Kirch Banks Set to Take Over F1 Stake
Creditor banks to insolvent German media group Kirch are set to swap $1.6 billion in loans to Kirch for a 75 percent stake in the Formula One racing car business, one of the banks said on Sunday.
Creditor banks to insolvent German media group Kirch are set to swap $1.6 billion in loans to Kirch for a 75 percent stake in the Formula One racing car business, one of the banks said on Sunday.
Partly state-owned BayernLB and U.S. investment banks J.P. Morgan and Lehman Brothers will take over the Formula One stake jointly in a move expected since Kirch's holding company filed for insolvency last month, a spokesman for BayernLB told Reuters.
"The creditor banks will swap their loans into ownership stakes," BayernLB spokesman Peter Kulmburg said. "The swap will be pro rata of the banks' loan exposure."
As Leo Kirch was about to lose another piece of his collapsed empire, the media mogul continued his feud with publisher Axel Springer when he said an emergency shareholder meeting of the publisher would have to take place by mid-August.
The fall of Kirch's empire spanning TV broadcasting, rights trading and media stakeholdings sent shockwaves through Germany's media industry this year and left its banks looking into the collaterals they accepted for 7.5 billion euros ($7.3 billion) in loans to Kirch.
BayernLB last year lent Kirch $1 billion to acquire the stake from embattled media group EM.TV & Merchandising AG and from Formula One supremo Bernie Ecclestone, while J.P. Morgan and Lehman lent $300 million each.
The banks will call in Kirch's 58.3 percent stake in SLEC, the company which owns the rights to the racing circuit, and the 16.7 percent stake still owned by EM.TV, which they had accepted as collaterals to their loans, Kulmburg said.
Kirch was not immediately available for comment. But sources close to Kirch said the banks faced a long and complicated procedure that could even leave them with a smaller stake in Formula One.
"Calling in the collateral may be the plan, but they haven't even started to launch the procedure," one source close to Kirch said.
"They'd have to start with independent auditors valuing the stake and if the value is higher than the loan, they could end up with a smaller stake," the source said.
BayernLB chief Werner Schmidt said earlier this year the bank valued the Formula One business as a whole at four to five billion euros and could sell on the stake to the carmakers participating in Formula One.
Schmid, who heads the bank which, under the control of the Bavarian government, became Kirch's main supporter and biggest lender with a total exposure of two billion euros, reiterated in an interview with a German Sunday paper that the bank wanted to hold the stake only temporarily.
However, Kulmburg said there was no timeline for a sale of the stake, nor a decision to whom to sell it.
The main carmakers in Formula One have taken the first steps to setting up their own championship from 2008 when an agreement between teams, the International Automobile Federation and SLEC expires.

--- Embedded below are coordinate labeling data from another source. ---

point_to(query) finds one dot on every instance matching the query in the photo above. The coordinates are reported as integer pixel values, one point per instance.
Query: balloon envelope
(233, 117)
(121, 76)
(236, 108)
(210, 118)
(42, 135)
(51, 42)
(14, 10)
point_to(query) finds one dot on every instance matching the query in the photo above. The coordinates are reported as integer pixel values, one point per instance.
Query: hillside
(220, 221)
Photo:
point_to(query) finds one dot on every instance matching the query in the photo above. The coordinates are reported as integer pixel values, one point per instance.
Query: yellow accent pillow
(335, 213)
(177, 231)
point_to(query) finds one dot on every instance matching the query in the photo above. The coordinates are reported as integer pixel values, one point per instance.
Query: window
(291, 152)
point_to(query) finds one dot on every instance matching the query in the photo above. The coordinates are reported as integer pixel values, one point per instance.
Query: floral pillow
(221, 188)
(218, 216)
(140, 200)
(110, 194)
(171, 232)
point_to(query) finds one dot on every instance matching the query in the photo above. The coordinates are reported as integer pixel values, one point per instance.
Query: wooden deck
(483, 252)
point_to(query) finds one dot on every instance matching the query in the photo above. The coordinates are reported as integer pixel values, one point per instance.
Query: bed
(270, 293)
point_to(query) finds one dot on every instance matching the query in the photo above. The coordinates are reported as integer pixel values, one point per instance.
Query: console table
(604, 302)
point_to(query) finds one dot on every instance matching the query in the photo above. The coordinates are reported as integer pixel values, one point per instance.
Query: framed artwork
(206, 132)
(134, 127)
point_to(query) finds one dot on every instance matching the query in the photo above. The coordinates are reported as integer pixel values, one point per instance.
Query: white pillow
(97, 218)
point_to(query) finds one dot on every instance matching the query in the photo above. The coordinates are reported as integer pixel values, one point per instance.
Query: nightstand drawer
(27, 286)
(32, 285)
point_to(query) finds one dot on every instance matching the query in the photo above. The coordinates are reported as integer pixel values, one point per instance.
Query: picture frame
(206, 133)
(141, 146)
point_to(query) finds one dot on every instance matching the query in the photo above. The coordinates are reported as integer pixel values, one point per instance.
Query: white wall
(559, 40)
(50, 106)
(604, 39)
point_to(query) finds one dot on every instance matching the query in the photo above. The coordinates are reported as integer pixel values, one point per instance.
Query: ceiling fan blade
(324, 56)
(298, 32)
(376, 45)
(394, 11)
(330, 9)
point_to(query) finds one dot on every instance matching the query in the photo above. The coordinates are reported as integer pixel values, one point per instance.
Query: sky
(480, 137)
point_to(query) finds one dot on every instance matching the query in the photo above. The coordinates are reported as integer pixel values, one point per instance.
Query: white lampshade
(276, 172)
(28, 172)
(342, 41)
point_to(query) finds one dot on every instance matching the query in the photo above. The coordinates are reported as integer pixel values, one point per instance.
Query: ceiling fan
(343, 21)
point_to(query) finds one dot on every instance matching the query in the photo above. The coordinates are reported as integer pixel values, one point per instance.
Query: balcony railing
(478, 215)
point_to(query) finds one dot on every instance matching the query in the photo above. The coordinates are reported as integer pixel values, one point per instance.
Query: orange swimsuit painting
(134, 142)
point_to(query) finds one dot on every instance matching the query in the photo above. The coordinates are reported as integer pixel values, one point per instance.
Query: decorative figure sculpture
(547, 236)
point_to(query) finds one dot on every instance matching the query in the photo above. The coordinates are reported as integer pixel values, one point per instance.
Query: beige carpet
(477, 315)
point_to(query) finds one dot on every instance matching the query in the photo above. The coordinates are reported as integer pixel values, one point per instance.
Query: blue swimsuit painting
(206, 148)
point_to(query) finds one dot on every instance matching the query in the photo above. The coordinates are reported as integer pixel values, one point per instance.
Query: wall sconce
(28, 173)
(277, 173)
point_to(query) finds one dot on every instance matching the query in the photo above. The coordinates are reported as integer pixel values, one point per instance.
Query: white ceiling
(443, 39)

Lehman Brothers and J.P. Morgan could not be reached for comment immediately. EM.TV declined to comment.
Springer Emergency Meeting Called
While the Formula One business, which analysts say was the final nail in the coffin of his empire, was slipping away, Kirch on Sunday confirmed it requested an extraordinary shareholder meeting of publisher Springer.
"Springer has until Friday, July 12, to call the meeting, which has to be held by the middle of August," said the company holding Kirch's 40 percent stake in Springer, the publisher of Germany's best-selling tabloid Bild, in a statement.
At the regular shareholder meeting last month Kirch renewed his feud with Springer when his lawyers sought an independent probe into a controversial put option that Kirch blames for triggering the collapse of his media empire.
Kirch asked shareholders to support a claim for damages against the management board and main shareholder Friede Springer, but Springer's supervisory board did not allow shareholders to vote on the motions because they were not announced properly.
By exercising a 767 million euro put option against Kirch instead of exploring alternatives suggested by Kirch, Springer's board damaged its own shareholders as the option became worthless after Kirch filed for insolvency, Kirch's lawyers said at the meeting.
Leo Kirch is currently trying to sell his stake in Springer to repay a 720 million euro loan to Deutsche Bank secured by the stake. He has until August 31 to complete the sale.